Harald Fuhrmann (Photo expresse : Tashi Tobgyal) Il y a onze ans, lui et 15 personnes telles que des acteurs, des marionnettistes, des danseurs, des metteurs en scène et des scénographes ont créé la compagnie de théâtre Flying Fish, ont loué leurs appartements et ont fait leurs valises pour voyager à travers l'Inde et le Népal, se produisant dans des festivals tels que Nandikar comme ainsi que dans les rues, dans les villages et les villes de l'Himalaya. Mon rêve était de combiner travail, amitié et voyage. Que puis-je faire pour le monde avec mon métier ? Peut-être que quelqu'un a besoin de théâtre, dit Fuhrmann, qui a également enseigné en Iran, à Oslo, en Australie, en Nouvelle-Zélande et au Mexique.

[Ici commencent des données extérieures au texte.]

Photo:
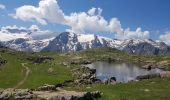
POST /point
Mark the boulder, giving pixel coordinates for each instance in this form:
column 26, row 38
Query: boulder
column 68, row 95
column 16, row 94
column 47, row 87
column 163, row 64
column 150, row 76
column 111, row 80
column 165, row 74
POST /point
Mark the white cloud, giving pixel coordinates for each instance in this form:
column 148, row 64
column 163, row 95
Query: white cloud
column 48, row 10
column 138, row 34
column 165, row 38
column 8, row 33
column 2, row 6
column 79, row 22
column 34, row 28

Il est le premier artiste de sa famille, son père étant ingénieur et sa mère femme au foyer. J'ai beaucoup lu Albert Camus, qui a parlé de la façon dont il faut vivre l'instant présent et je me suis senti très proche de lui. Ensuite, je l'ai vu dans un film, assis dans un théâtre et parlant de théâtre et j'ai dit : 'Oh, il fait du théâtre et je l'aime tellement que je devrais peut-être faire du théâtre', dit Fuhrmann.
Il a regardé sa première pièce de théâtre dans une tente dans un quartier de la vie alternative de Berlin. Le groupe itinérant jouait une histoire sur l'environnement et sur la façon de vivre selon les valeurs plutôt que l'argent. Fuhrmann a travaillé comme acteur mais la mise en scène est sa signature. En attendant Godot - qui correspond à sa philosophie selon laquelle la vie est courte. N'attendez pas Godot, faites votre truc - et Faust de Goethe, Partie I, sur un érudit qui fait un pari avec Méphistophélès, fait partie de son répertoire.

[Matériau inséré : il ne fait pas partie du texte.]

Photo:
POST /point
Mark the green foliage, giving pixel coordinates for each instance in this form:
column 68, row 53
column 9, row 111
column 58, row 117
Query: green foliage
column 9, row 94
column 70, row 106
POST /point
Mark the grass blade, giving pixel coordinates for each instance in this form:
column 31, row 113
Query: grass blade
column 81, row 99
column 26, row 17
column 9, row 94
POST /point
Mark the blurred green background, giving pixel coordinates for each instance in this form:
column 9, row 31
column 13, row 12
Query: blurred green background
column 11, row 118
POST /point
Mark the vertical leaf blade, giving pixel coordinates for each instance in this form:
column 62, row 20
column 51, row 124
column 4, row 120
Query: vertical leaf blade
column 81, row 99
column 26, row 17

Formation vocale TIPA dans la cour. L'année dernière, il a écrit une pièce sur les croyances après avoir parlé à des personnes de différentes religions, intitulée Unruhe Im Paradies. Son suivant est Faust II, considéré comme si complexe qu'il est presque impossible. Faust construit un barrage parce qu'il estime que la nature ne devrait pas être plus forte que les êtres humains. Des milliers de personnes travaillent pendant des années et, juste à la fin, Faust devient vieux et aveugle. Il pense entendre des gens creuser pendant qu'ils construisent le barrage - à ce moment-là, il se sent satisfait et meurt - mais en réalité, ils creusent sa tombe, dit Fuhrmann.

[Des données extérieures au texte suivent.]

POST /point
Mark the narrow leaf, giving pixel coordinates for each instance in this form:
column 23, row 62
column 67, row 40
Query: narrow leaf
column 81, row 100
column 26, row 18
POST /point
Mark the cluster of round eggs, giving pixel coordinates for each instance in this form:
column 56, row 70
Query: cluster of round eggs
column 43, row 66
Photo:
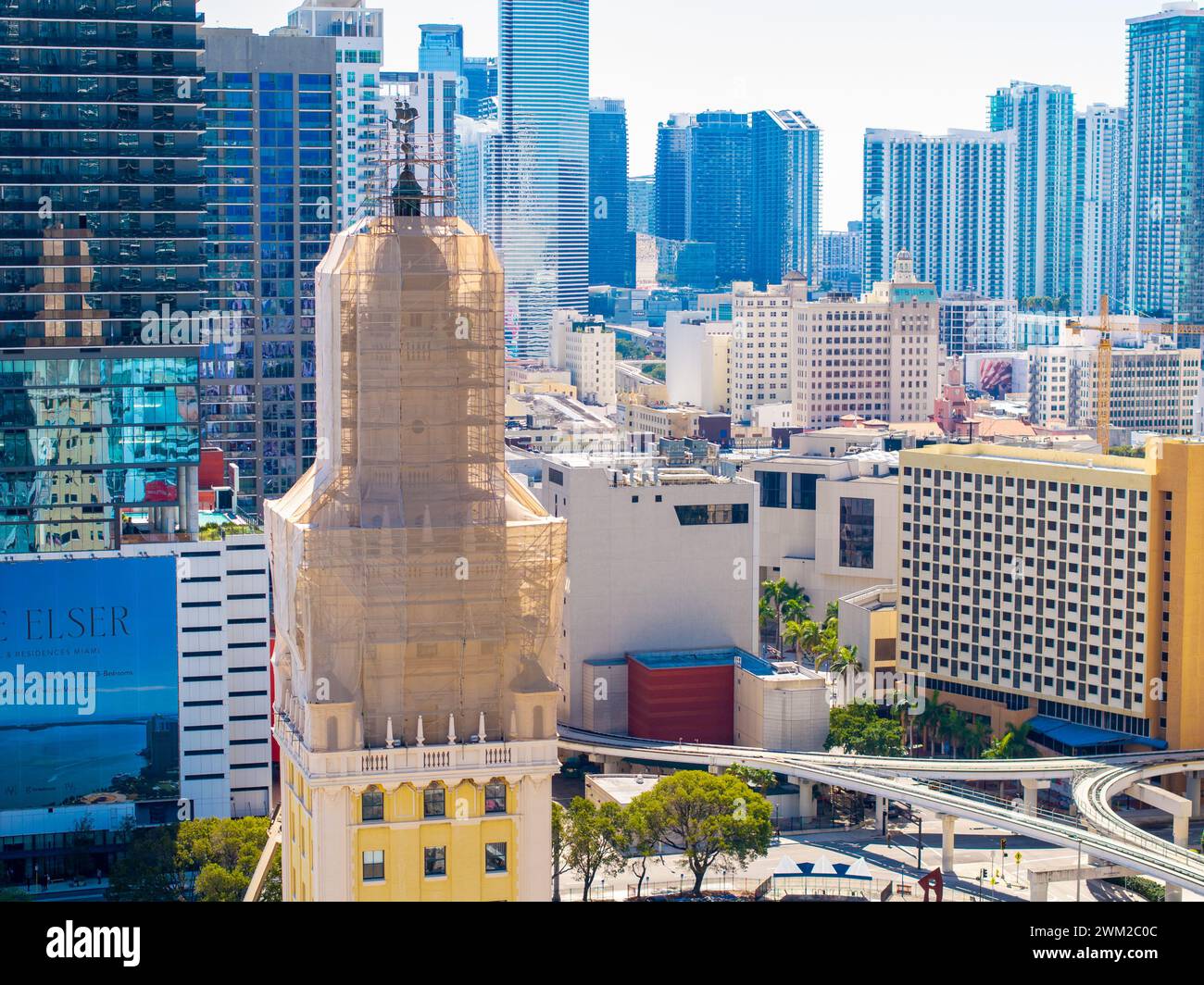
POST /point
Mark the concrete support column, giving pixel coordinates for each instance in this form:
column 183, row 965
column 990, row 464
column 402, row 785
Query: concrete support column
column 947, row 823
column 1181, row 831
column 807, row 805
column 1031, row 792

Plusieurs productions ont été tournées dans des camps de concentration et c'est au cours de l'une d'entre elles que Fuhrmann a découvert que sa grand-mère était juive mais elle n'en a jamais parlé. Du coup, je ne parlais plus du point de vue de l'agresseur mais aussi de la victime, dit-il, Quand on est à l'école, on raconte aux enfants allemands ce qui a été fait aux Juifs et au monde. Je garde le fort sentiment que quelque chose comme ça ne devrait plus jamais se reproduire. Dans la question tibétaine, la politique du monde entier se rassemble, sur la façon dont nous nous comportons, les histoires que nous racontons, sur les entreprises et les droits de l'homme.